Don Quichotte avait écouté avec la plus scrupuleuse attention les propos du chanoine. Quand il s’aperçut que celui-ci cessait de parler, après l’avoir d’abord regardé fixement et en silence, il lui répondit:

«Si je ne me trompe, seigneur hidalgo, le discours que vient de m’adresser Votre Grâce avait pour objet de vouloir me faire entendre qu’il n’y a jamais eu de chevaliers errants dans le monde; que tous les livres de chevalerie sont faux, menteurs, inutiles et nuisibles à la république; qu’enfin j’ai mal fait de les lire, plus mal de les croire, et plus mal encore de les imiter, en me décidant à suivre la dure profession de chevalier errant qu’ils enseignent, parce que vous niez qu’il ait jamais existé des Amadis de Gaule et de Grèce, ni cette multitude d’autres chevaliers dont les livres sont pleins.
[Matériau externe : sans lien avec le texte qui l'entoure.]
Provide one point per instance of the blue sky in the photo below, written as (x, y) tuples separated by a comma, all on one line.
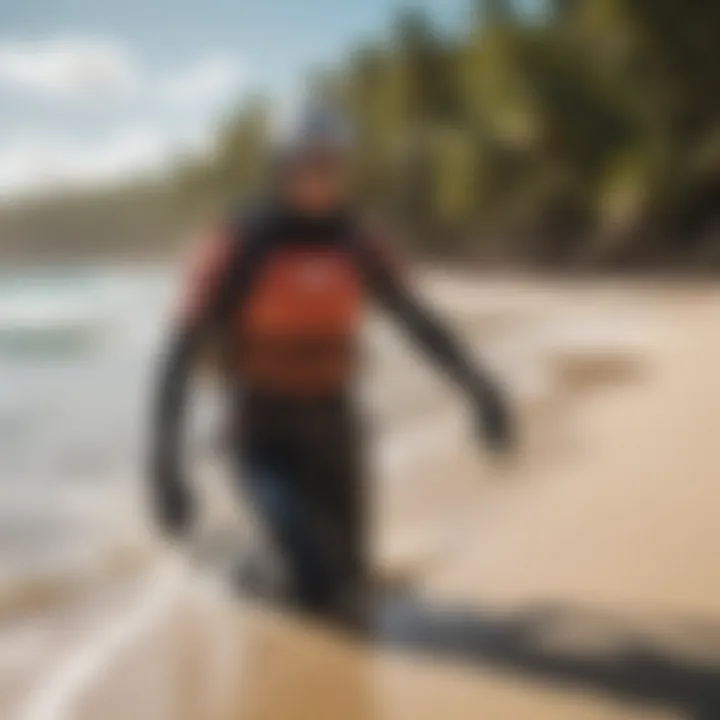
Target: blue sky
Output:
[(93, 90)]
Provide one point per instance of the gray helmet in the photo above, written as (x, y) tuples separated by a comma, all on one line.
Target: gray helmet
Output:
[(321, 130)]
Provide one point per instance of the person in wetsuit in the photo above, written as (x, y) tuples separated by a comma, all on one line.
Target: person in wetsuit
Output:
[(281, 292)]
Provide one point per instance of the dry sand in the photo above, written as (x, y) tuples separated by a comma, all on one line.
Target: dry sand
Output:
[(581, 582)]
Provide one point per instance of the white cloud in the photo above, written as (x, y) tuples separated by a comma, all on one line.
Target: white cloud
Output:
[(212, 81), (35, 162), (159, 116), (80, 68)]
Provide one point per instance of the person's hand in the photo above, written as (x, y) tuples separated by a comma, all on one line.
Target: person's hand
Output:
[(495, 419), (173, 502)]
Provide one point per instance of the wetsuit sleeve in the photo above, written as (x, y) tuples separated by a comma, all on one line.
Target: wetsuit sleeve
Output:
[(391, 288), (196, 317)]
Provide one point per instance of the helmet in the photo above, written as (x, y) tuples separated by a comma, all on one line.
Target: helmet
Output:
[(321, 130)]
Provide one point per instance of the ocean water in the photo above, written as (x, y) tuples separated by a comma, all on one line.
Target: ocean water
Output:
[(78, 351)]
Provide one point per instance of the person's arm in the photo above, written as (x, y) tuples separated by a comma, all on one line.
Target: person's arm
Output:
[(193, 324), (395, 294)]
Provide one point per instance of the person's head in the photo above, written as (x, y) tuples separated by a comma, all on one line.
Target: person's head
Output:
[(314, 160)]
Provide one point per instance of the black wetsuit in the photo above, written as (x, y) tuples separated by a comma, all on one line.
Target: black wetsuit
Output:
[(300, 456)]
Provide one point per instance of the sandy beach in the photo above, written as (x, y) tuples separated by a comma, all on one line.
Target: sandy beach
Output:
[(578, 582)]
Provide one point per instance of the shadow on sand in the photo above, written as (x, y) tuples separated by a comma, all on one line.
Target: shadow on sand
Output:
[(671, 664)]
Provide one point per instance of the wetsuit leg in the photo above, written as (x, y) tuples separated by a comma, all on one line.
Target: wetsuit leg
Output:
[(270, 486), (301, 469)]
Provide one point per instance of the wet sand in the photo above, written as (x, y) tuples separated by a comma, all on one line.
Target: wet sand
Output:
[(579, 582)]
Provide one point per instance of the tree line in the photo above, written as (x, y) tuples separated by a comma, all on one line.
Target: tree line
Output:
[(560, 132)]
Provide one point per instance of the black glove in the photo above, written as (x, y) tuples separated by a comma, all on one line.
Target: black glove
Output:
[(495, 418), (173, 502)]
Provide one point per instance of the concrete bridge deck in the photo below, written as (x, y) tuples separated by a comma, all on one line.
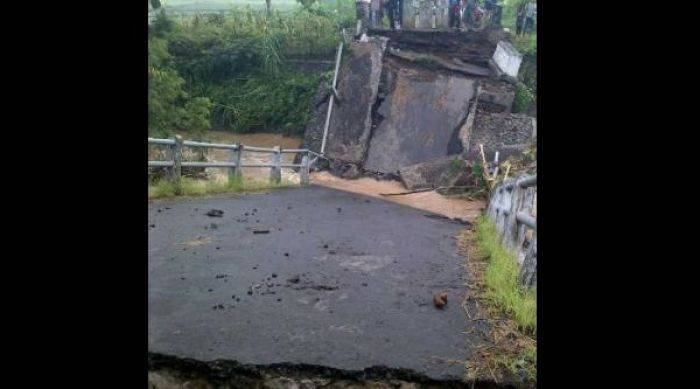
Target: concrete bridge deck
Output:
[(339, 280)]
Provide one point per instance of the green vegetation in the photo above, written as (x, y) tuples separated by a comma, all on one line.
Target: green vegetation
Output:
[(501, 278), (509, 308), (227, 71), (191, 187), (526, 95), (524, 98)]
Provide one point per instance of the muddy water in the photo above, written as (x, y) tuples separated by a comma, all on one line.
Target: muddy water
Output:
[(428, 201)]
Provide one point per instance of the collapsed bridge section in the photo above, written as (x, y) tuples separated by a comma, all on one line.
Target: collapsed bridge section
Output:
[(411, 98)]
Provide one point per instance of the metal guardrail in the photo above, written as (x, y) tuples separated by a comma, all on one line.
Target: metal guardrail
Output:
[(520, 217), (234, 164), (511, 208)]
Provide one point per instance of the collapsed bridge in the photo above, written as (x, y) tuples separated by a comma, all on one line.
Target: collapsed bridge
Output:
[(409, 103)]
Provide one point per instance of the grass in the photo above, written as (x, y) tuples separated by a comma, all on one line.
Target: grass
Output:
[(509, 308), (190, 187), (501, 278)]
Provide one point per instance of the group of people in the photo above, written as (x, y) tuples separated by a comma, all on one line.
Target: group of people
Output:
[(370, 13), (525, 18)]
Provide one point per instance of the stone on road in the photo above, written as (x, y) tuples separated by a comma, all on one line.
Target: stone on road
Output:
[(347, 290)]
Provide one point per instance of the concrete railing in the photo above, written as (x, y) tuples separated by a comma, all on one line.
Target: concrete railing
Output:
[(511, 208), (175, 163)]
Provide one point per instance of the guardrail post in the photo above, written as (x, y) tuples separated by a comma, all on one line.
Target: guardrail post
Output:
[(305, 169), (235, 173), (276, 171), (176, 173)]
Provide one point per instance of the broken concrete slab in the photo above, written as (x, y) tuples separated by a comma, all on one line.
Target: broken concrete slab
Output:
[(434, 62), (496, 96), (372, 283), (475, 47), (419, 119), (507, 58), (507, 133), (350, 123)]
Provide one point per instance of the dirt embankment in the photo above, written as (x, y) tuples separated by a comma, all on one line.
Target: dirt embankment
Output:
[(427, 201)]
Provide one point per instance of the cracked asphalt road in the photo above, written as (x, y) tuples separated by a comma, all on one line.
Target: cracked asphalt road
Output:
[(339, 280)]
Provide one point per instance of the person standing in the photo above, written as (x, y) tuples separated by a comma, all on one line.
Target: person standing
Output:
[(363, 15), (530, 16), (469, 7), (455, 14), (395, 14)]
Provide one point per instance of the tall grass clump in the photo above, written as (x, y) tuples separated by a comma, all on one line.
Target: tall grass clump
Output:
[(501, 277), (235, 67), (191, 187)]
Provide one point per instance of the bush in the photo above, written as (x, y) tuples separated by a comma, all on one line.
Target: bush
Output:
[(524, 98), (501, 277), (228, 71)]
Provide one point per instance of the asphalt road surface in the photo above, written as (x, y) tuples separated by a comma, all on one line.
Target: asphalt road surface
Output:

– Tout est au pied de la lettre, comme Votre Grâce l’énumère,» reprit en ce moment le chanoine.

Don Quichotte continua:

«Votre Grâce a, de plus, ajouté que ces livres m’avaient fait un grand tort, puisque, après m’avoir dérangé l’esprit, ils ont fini par me mettre en cage; et que je ferais beaucoup mieux de m’amender, de changer de lecture, et d’en lire d’autres plus véridiques, plus faits pour amuser et pour instruire.

– C’est cela même, répondit le chanoine.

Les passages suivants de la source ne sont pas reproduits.